Two Outcomes – A Reminder

          In the June issue of the “You May Not Know Report,” a written newsletter delivered monthly to clients of our firm, I outline the Fed’s two policy options moving ahead.

          Both options will produce a difficult economic and investing outcome for retirees and aspiring retirees.  And, both options require an investor prepare for an outcome that is out of the realm of normalcy.

          Here are some excerpts from the piece:

After a decade and a half of easy money policies ostensibly to stimulate the economy, the realities of these policies are now coming to light.

These policies, originally put forth as temporary, became permanent as the Federal Reserve went from creating $85 billion per month initially to trillions about ten years later to attempt to prop up a weak economy that was further devastated by economic shutdowns.

Now, over the past year plus, as the Fed has been increasing interest rates to battle inflation, the economy is once again weakening.

The reality is that an economy addicted to and dependent on artificial stimulus, like any other addict, feels good when the easy money is flowing, but quickly goes into withdrawal when the stimulus is withdrawn.

This addiction analogy is a good one in that an addict requires more of the susbstance to which he is addicted to get the same feeling.  An alcoholic needs more booze to get the same feeling.  A drug addict requires more of the drug to get the same feeling.  And, an economy addicted to easy money requires more easy money to get the same economic good feeling.

Eventually though, the addict comes to the realization that he can’t duplicate the feeling he once had no matter the quantity of the substance he is ingesting to get the feeling he craves.

The economy works exactly the same way, it takes more easy money to create each subsequent bubble and at a certain point, the economic bubble cannot be reproduced.

That may be where we now find ourselves.

After the last Fed meeting, Chairman Jerome Powell stated that future increases in interest rates would be dependent on the data.

Reading between the lines, it seems that Mr.
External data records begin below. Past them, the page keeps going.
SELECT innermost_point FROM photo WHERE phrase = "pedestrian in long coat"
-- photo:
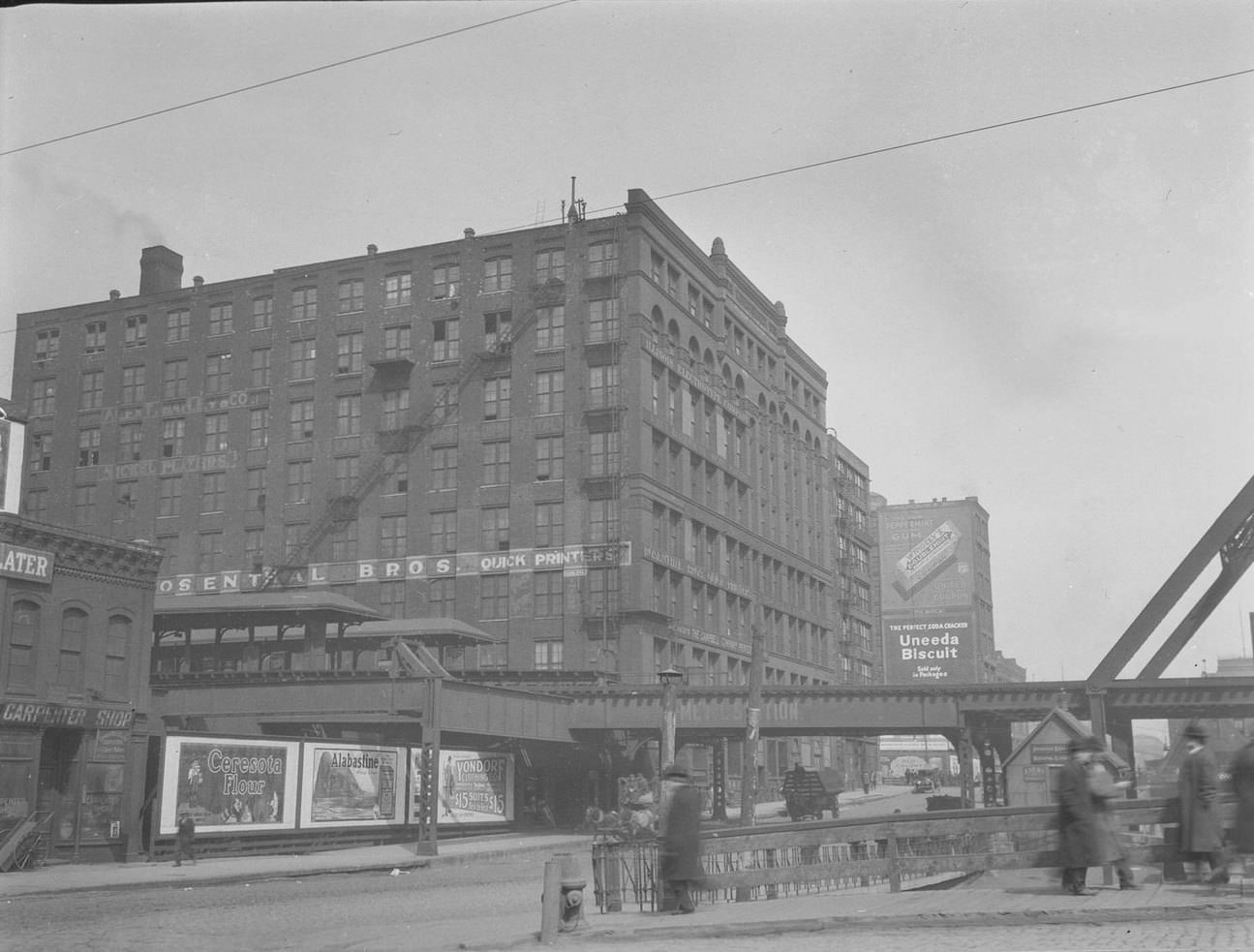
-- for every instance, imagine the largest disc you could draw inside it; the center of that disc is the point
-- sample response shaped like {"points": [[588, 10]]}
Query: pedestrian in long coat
{"points": [[679, 841], [1241, 770], [1076, 816], [1202, 837], [1106, 845]]}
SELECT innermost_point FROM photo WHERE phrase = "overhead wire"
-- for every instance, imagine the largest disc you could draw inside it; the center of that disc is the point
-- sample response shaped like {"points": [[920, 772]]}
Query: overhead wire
{"points": [[283, 79]]}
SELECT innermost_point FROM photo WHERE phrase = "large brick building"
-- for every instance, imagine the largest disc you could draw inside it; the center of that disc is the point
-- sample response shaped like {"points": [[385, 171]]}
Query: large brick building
{"points": [[640, 476]]}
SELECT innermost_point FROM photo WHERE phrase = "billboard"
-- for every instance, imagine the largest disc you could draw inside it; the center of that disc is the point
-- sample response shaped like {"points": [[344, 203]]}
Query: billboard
{"points": [[352, 785], [930, 647], [927, 557], [472, 786], [225, 783]]}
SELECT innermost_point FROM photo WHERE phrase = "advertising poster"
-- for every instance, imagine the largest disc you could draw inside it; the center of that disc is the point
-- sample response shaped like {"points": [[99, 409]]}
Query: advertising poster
{"points": [[938, 649], [226, 783], [352, 785], [927, 558], [473, 786]]}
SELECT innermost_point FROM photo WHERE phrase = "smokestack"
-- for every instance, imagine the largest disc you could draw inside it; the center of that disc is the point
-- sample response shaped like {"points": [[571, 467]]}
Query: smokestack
{"points": [[160, 270]]}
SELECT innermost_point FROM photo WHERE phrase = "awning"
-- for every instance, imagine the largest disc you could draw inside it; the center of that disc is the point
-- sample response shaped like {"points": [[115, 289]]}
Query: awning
{"points": [[239, 610]]}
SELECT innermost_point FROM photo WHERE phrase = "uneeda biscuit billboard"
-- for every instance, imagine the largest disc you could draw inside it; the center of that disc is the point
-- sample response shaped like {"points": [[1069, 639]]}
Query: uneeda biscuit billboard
{"points": [[926, 557]]}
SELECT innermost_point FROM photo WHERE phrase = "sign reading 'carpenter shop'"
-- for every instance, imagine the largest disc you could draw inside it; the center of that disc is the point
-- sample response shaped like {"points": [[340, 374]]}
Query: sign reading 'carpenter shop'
{"points": [[65, 715], [30, 564]]}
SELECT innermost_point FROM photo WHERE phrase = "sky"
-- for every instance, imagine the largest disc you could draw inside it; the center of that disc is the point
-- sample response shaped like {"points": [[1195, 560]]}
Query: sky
{"points": [[1053, 315]]}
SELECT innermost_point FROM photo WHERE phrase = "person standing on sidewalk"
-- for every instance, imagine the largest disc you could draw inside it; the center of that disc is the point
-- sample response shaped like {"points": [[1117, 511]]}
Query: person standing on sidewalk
{"points": [[1076, 816], [1106, 845], [1241, 772], [679, 841], [185, 841], [1202, 840]]}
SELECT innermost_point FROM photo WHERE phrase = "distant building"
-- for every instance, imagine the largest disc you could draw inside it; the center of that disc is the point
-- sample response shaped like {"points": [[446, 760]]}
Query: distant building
{"points": [[937, 594]]}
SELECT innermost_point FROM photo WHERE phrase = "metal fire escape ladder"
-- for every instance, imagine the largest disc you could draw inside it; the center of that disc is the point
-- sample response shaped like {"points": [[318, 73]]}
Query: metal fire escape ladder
{"points": [[394, 446], [1232, 538]]}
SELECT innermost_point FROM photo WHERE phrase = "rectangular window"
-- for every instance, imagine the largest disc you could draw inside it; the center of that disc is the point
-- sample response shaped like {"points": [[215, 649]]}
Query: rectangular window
{"points": [[444, 532], [445, 280], [130, 442], [93, 390], [496, 330], [174, 381], [300, 420], [496, 398], [178, 325], [300, 480], [602, 259], [89, 446], [169, 496], [173, 434], [213, 492], [304, 304], [136, 331], [94, 339], [549, 391], [348, 357], [216, 425], [301, 357], [494, 596], [348, 415], [255, 491], [261, 357], [43, 398], [262, 313], [47, 344], [446, 339], [498, 275], [84, 505], [549, 525], [395, 409], [603, 457], [496, 464], [551, 327], [217, 374], [444, 468], [494, 525], [352, 296], [548, 653], [398, 343], [391, 536], [259, 426], [549, 458], [603, 385], [551, 264], [398, 289], [133, 384], [602, 320], [221, 320]]}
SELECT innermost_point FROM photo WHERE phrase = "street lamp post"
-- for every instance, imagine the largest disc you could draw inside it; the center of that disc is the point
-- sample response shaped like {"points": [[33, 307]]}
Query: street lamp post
{"points": [[670, 679]]}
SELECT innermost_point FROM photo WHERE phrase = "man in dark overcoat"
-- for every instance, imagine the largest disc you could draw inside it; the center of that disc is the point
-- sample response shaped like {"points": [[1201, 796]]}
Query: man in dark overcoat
{"points": [[679, 841], [1076, 816], [1241, 772], [1202, 837]]}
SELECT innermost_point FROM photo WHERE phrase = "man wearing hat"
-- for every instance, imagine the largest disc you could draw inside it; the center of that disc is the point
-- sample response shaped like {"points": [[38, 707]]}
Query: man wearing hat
{"points": [[1076, 815], [679, 841], [1202, 837]]}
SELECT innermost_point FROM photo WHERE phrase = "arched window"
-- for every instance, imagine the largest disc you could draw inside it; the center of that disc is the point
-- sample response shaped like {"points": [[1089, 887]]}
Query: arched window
{"points": [[69, 665], [22, 637]]}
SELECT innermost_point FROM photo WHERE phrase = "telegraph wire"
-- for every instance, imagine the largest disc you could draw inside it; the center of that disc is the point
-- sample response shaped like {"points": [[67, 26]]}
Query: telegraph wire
{"points": [[283, 79]]}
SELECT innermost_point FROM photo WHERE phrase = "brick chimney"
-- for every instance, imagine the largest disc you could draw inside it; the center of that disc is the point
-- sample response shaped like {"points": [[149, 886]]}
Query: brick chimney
{"points": [[160, 270]]}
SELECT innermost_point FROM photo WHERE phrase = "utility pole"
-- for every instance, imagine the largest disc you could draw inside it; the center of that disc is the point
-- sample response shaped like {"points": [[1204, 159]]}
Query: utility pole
{"points": [[749, 781]]}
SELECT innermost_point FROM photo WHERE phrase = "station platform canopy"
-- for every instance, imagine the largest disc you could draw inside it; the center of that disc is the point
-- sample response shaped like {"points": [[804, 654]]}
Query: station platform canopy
{"points": [[241, 610]]}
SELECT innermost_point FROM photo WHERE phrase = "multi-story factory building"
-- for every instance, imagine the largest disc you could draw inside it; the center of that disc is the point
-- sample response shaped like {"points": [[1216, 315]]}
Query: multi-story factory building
{"points": [[592, 441]]}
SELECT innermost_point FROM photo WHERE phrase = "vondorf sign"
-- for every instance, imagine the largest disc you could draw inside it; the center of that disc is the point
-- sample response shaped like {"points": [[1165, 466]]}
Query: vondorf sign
{"points": [[30, 564]]}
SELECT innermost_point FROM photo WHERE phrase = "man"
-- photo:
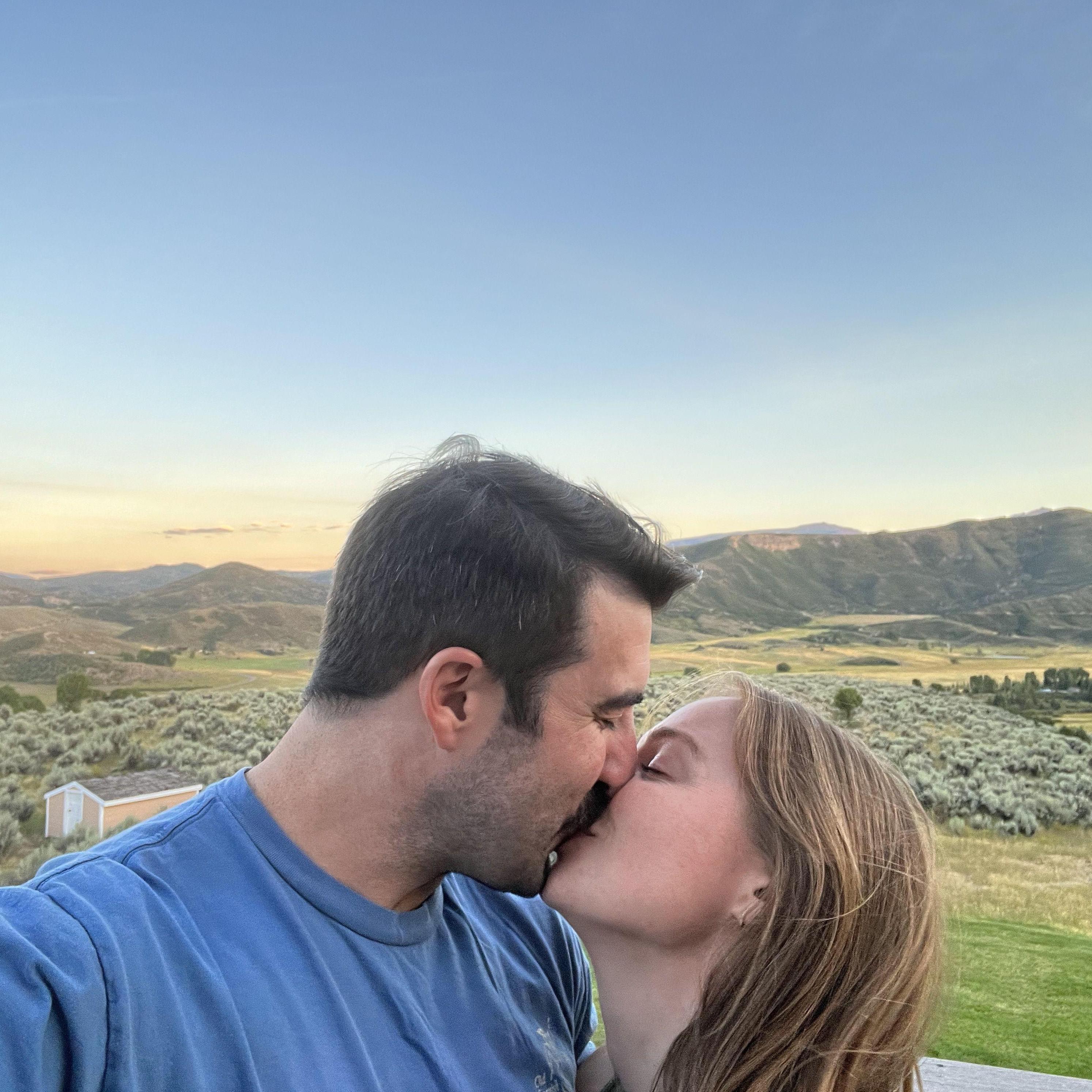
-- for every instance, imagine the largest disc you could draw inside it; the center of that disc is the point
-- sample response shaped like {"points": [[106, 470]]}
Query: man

Powell and his cohorts at the Fed may be setting the stage for a policy pause and then a reversal.

In my view, this has been the highest probability outcome since the Fed announced a policy of tightening.

Interesting that this possible policy pause or reversal comes at a time when inflation is not even close to being contained.  This was confirmed with the most recent PCE inflation report.  Thisfrom “Zero Hedge”:

One of The Fed’s favorite inflation indicators – Core PCE Deflator – disappointed the doves, printing hotter than expected (headline and core both +0.4% MoM vs +0.3% MoM exp), pushing the YoY inflation signals higher…

Even more focused, is the Fed’s view on Services inflation ex-Shelter, and the PCE-equivalent shows that is very much stuck at high levels…

Core inflation is at the highest level since 1985, yet the Fed may be taking a pause or reversing policy.  Does that make sense if the goal is to get inflation under control?

Of course not.

Will the Fed continue with interest rate increases as a result of this new data?

Maybe.  We’ll have to wait and see.

No matter what the Fed does near-term, the long-term outlook remains clear with only two possible outcomes.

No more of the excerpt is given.